Shu On s’y oppose même…
Akh Tout comme le rap qui véhicule quelques formes de violence contre qui que ce soit.
Kheops Il faut être clair avec ça, mais maintenant le rap brasse tellement large… il y a des raps..
Imhotep Et il y a des rappeurs qui dérapent… bon elle est facile OK… désolé… (rires)
Akh Elle a été utilisé y’a 20 ans celle-là (rires) sur nous d’ailleurs par le Parisien  à propos de l’un de nos concerts, ils avaient titrés « Quand le rap dérape »…

Et pour vraiment terminer cette fois, notre question traditionnelle, est-ce que pour vous le terme repreZent signifie encore quelque chose ?
Akh Oui bien entendu, c’est déjà l’historique de plusieurs morceaux classics dans lequel le terme est utilisé, ça veut dire ce que ça veut dire et on l’utilise encore dans nos textes. On repreZente une ville, un quartier. On repreZente les gens qui se solidarisent autour de nous. Et ça on le dit souvent dans nos textes, peu importe le sexe, l’âge, l’origine, la religion, et surtout l’origine sociale des gens.
Shu En fait nous seuls les cons nous dérangent vraiment…
Akh Voilà, on fait du rap anticons. repreZenter pour nous c’est faire notre musique, rester fidèle à nos engagements, c’est ce qui fait qu’on a duré et qu’on va continuer…

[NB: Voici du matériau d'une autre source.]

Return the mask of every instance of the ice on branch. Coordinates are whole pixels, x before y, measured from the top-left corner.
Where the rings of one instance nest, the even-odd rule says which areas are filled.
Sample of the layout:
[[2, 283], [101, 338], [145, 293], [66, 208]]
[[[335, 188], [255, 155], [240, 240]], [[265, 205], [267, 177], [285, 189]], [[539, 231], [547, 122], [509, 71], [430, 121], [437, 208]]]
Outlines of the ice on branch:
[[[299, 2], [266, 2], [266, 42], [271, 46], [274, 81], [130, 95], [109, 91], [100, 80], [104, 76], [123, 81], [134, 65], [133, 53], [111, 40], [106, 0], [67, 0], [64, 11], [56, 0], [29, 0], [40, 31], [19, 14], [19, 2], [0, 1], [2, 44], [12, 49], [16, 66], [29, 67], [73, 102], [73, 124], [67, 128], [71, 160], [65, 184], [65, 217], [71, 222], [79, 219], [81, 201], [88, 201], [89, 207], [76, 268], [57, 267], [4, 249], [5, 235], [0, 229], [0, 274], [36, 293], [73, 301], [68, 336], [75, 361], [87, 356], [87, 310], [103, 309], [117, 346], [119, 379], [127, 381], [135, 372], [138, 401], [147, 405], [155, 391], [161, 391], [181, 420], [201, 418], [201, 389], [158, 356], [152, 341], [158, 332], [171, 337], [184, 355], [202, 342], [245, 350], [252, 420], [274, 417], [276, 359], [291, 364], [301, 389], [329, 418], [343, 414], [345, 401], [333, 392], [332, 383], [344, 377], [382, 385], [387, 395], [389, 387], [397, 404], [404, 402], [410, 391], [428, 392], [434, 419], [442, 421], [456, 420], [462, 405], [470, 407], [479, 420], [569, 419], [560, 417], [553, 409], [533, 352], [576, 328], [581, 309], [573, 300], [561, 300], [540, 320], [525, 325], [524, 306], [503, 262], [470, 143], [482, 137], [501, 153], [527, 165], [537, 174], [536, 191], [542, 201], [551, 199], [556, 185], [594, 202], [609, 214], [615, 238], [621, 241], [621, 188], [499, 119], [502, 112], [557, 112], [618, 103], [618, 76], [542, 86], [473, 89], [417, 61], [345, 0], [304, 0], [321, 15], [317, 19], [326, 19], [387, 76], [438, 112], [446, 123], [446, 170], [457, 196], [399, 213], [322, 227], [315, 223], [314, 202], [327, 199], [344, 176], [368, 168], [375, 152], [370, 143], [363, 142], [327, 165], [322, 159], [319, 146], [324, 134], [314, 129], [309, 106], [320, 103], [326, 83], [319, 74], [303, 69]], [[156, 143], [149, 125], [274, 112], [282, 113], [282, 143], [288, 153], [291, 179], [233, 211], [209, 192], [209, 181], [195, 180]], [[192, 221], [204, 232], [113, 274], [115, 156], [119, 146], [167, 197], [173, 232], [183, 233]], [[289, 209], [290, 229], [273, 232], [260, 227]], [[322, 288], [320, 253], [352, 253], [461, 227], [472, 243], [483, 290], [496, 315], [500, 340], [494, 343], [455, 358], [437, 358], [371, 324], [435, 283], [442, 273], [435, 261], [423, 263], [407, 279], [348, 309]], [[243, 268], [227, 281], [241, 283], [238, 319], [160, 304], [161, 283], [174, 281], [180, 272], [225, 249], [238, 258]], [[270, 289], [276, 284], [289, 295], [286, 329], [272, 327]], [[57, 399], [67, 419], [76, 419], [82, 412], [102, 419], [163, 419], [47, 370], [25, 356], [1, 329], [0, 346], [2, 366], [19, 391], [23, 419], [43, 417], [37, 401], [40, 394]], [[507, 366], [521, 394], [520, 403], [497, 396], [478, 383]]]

Ce n’est donc pas votre dernier album…
Akh Continuer ça peut prendre différentes formes, ça peut être un album s’il nous est proposé dans des bonnes conditions, ça peut être des spectacles, de la scène… d’autres projets musicaux. Donc continuer oui, on ne va pas s’arrêter.
Shu Tant qu’il y a la passion on va pas s’arrêter.